Wednesday, February 8, 2012

Dear Tom,

aunt minerva collection...typed as written....all typos are of course mine...
blue folder

November 23 1991
typewritten letter
Dear Tom,
Gosh, I can say, "Hi, Cousin!" I'm delighted to find you. I visited with two other cousins, Karen WArd in Tacoma, WA, and Vergil VanDyke in Grand Junction, CO. Vergil is 86 years old. Now, you are Eva are added to the list! I was sorry to hear about Emma. I could tell by her letter to Karen Ward that she was one terrific person.
You lamented your lack of knowledge in genealogy, but that is not important. You can start out at almost any point. I knew very little alos, but went to the Las Vega Family History Center which is a part of the Mormon, LDS Church. They have these centers in almost every city in the US and parts of Europe. Any person can use the center whether they LDS or not. The folks who maintain the centers are Mormon church members who do missions for the church. They are very helpful and really go out of their way to help you find what or who you are looking for.
I feel that I "know" these family members that I have been researching. My dad, Guy Cole, son of Thomas Webster Cole, and Nancy Long Cole, was a sort of family historian, but he didn't write anything. He simply told me the family stories over and over. I worked with him a lot and helped feed the animals. We farmed and ranched. When I found that William Cole and his brother Melzar, had married sisters, the Kellams, Mary Ann and Elizabeth respectively, I just about jumped for joy. I knew that Melzar had to be a brother and I remember Dad telling about his dad's double cousins. That's what makes genealogy so fascinating. You "prove" some of your deductions. However, it is lon and tedious. I have gone through tapes galore---microreaders---just to find one tiny bit of info.
In OCtober I went to Salt Lake City to read many books that I can't get here. The Family History Center will copy the tapes and send them to branch centers, but the books are not to be checked out of SLC Center. Usually, or many times, there is only one copy.
I read many books and also tapes about the Coles. The name has many spellings. As you know, our ancestors could seldom spell well and had to rely on agents in various ports/places to write down their names. Unfortunately, many of the agent's couldn't spell either. So the name got perverted. There are Cole, Coles, Coale, Cowle, Kohl, Kool, Kowle, etc.

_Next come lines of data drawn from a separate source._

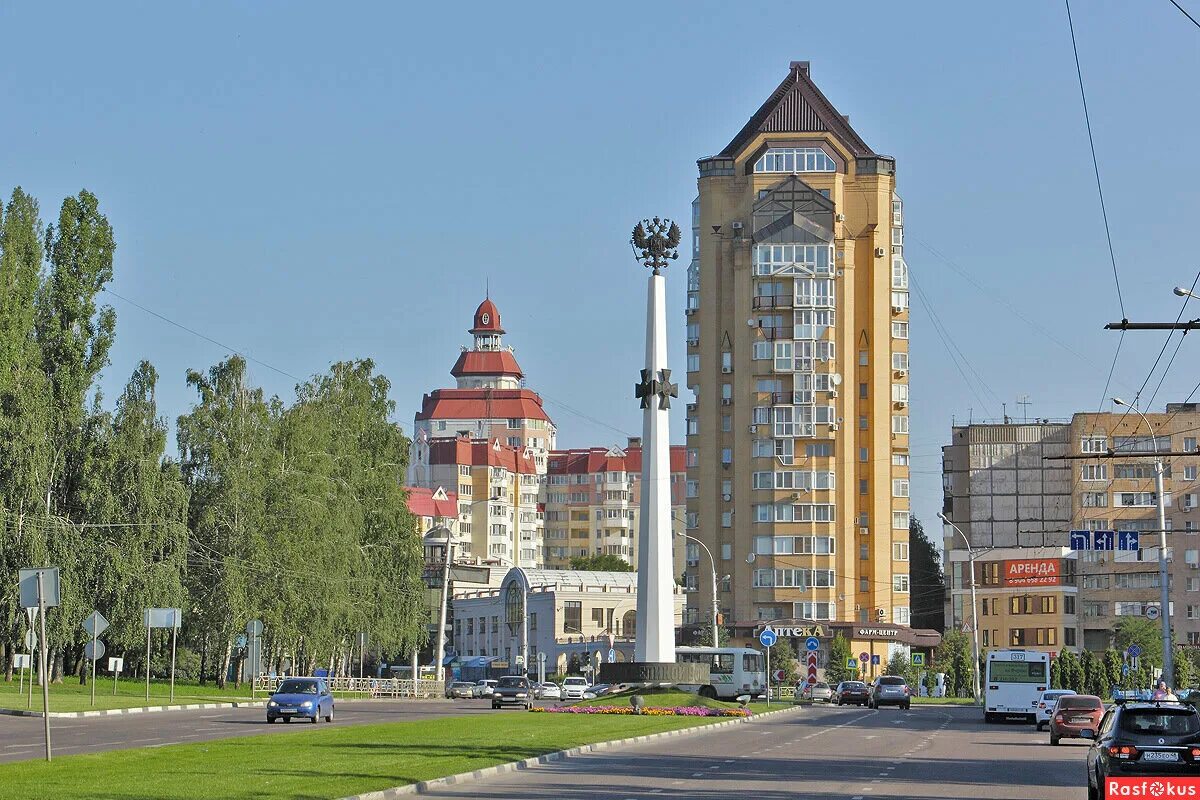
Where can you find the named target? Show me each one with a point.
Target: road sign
(162, 618)
(1128, 540)
(95, 624)
(28, 583)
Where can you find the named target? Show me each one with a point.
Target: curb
(138, 709)
(550, 758)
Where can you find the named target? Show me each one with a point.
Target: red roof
(487, 319)
(486, 362)
(597, 459)
(481, 404)
(479, 452)
(423, 503)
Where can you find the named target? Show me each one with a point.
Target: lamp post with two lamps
(975, 617)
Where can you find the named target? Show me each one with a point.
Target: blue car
(301, 697)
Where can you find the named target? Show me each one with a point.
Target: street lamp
(975, 617)
(1161, 503)
(711, 560)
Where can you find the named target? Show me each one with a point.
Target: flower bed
(661, 711)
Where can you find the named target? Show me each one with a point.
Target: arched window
(796, 160)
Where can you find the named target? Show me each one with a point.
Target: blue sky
(312, 182)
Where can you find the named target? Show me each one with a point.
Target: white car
(574, 687)
(1045, 705)
(547, 692)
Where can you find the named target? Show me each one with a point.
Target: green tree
(605, 563)
(839, 655)
(928, 579)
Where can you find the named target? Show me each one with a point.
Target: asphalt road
(21, 738)
(831, 753)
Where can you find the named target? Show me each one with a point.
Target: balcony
(774, 301)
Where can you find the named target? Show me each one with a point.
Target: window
(796, 160)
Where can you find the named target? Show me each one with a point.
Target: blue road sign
(1128, 540)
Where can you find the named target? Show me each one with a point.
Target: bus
(732, 671)
(1014, 683)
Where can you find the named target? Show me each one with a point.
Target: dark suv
(889, 690)
(513, 690)
(1143, 739)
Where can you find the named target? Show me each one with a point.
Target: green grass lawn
(71, 696)
(321, 761)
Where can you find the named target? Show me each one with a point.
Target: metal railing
(364, 686)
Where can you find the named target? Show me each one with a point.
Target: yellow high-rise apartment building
(798, 360)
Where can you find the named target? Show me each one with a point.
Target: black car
(851, 692)
(1143, 739)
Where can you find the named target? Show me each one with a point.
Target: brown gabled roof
(797, 106)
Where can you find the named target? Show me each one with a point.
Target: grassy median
(323, 761)
(73, 696)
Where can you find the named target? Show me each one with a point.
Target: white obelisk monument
(655, 241)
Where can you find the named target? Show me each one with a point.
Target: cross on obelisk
(655, 241)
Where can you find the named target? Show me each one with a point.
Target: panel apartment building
(798, 360)
(1017, 509)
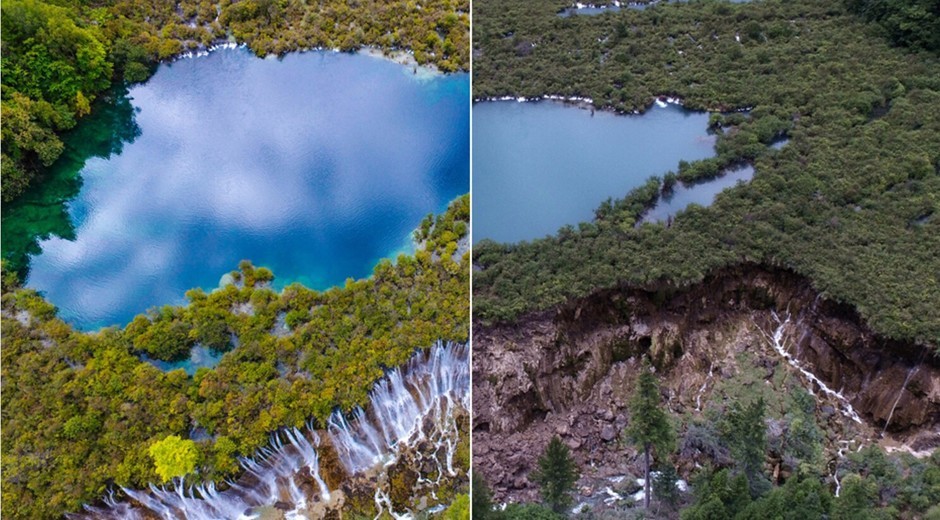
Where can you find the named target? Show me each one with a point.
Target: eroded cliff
(743, 330)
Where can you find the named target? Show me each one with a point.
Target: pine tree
(556, 475)
(649, 426)
(746, 435)
(481, 498)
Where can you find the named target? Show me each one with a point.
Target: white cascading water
(777, 342)
(432, 387)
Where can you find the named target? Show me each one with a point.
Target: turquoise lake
(315, 165)
(539, 166)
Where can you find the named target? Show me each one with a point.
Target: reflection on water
(315, 165)
(199, 357)
(539, 166)
(702, 193)
(43, 211)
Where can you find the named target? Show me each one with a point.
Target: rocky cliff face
(570, 372)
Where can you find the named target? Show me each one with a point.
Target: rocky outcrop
(570, 372)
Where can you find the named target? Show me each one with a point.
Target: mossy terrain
(81, 410)
(851, 202)
(59, 56)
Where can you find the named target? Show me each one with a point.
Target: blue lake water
(199, 357)
(539, 166)
(316, 166)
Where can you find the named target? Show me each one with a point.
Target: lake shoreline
(588, 103)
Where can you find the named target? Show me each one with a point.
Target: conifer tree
(649, 426)
(482, 501)
(746, 435)
(556, 475)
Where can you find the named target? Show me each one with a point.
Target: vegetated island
(81, 412)
(772, 355)
(58, 56)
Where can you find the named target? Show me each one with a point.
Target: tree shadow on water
(43, 211)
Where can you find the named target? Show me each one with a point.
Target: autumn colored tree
(173, 456)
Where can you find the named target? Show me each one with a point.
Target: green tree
(556, 475)
(482, 498)
(459, 510)
(746, 435)
(530, 512)
(856, 501)
(649, 426)
(173, 456)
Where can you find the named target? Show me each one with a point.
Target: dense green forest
(852, 202)
(80, 411)
(57, 56)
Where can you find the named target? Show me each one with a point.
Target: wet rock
(550, 373)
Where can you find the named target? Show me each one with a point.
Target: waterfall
(431, 388)
(777, 342)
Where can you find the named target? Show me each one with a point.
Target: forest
(758, 450)
(81, 411)
(852, 202)
(57, 57)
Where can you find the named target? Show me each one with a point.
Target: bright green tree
(649, 426)
(173, 456)
(556, 475)
(459, 510)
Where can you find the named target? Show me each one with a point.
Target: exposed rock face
(570, 372)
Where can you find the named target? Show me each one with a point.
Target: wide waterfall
(411, 405)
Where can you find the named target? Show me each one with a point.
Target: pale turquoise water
(315, 165)
(540, 166)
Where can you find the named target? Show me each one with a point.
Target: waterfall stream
(777, 341)
(413, 404)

...sounds like an educator, doesn't it? We have a family full of them.
I did find a Coat of Arms in two different places. It was described in detail by both writers, thus I'm pretty sure it's authentic. Then when I was at the Excaliber Hotel in Las Vegas, I found a tile with the same Coat of Arms on it, although not as elaborate. I have enclosed a copy for you to share with Eva. As I stated, my sister's name is also Eva, but we call her Eve.
Back to the Coat of Arms: The background of the bull, called the argent, is silver color. The bull is red. The rondeles in the black border of the shield are gold color. That signifies that the bearer of the coat of arms fought against the Turks, thus showing that he was a crusader. The dragon on top is green and denotes bravery. A coat of arms does not indicate aristocracy. It shows that an ancestor did a favor for the king and was knighted. Knighthood was not inherited because it had to be earned altho the descendants were allowed to use the coat of arms. The English were particularly snobbish about their lineage and "upper classes". They still are.

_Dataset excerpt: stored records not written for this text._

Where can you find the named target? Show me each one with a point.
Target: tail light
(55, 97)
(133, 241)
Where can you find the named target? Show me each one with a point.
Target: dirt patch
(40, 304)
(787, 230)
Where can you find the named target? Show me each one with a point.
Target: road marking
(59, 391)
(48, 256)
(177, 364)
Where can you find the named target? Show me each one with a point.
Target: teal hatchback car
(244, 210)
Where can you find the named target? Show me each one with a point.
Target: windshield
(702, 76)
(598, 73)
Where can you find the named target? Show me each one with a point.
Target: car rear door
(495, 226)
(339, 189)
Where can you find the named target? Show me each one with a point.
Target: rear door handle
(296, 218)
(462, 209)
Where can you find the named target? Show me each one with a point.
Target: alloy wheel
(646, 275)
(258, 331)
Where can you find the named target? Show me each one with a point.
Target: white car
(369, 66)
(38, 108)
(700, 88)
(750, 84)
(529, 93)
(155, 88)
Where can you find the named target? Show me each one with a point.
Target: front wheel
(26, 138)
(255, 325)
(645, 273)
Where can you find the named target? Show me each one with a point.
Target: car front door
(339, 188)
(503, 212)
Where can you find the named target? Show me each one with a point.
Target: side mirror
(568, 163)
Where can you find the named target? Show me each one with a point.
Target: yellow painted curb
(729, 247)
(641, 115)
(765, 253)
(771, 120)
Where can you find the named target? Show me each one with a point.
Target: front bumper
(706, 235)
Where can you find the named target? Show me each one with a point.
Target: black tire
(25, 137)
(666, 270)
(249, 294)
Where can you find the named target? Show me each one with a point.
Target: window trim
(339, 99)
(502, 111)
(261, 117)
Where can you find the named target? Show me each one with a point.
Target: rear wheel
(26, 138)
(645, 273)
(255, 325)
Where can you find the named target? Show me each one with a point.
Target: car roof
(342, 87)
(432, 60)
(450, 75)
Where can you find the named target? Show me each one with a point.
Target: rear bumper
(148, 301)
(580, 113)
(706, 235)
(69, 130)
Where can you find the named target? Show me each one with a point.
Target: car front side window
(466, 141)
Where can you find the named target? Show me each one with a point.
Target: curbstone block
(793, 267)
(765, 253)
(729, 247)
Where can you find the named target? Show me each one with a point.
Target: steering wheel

The motto "Duem-Cole--SErva Regum", means "Honor God--Serve the King". I believe the Cole family always has because of the following quote,"Coles have proved themselves sturdy, courageous,self-reliant and independent. Theirs seems to have been the story of fair intelligence, solid respectability, innate piety, and consistent mediocrity."
"...good soldiers, prominent lawyers, fairly eminent divines, and accomplished physicians, but the "even" tenor of their way seems to have been mostly in the field of pioneer agriculture. Nevertheless, they have had no criminals and very few drunkards." from The Descendants of Elisha Cole by Joseph O. Curtis, N& 1909
There were three sets of Coles from England--one was from Holland and I ruled him out leaving James Cole of Sandwich to Boston in 1634 and three brothers, Job, John, and Daniel who appear in the annals of Plymouth Colony. I highly suspect James of being 'the master sire' but I can't tie him to our line of Coles. I have enclosed the material I have find of lineage so far.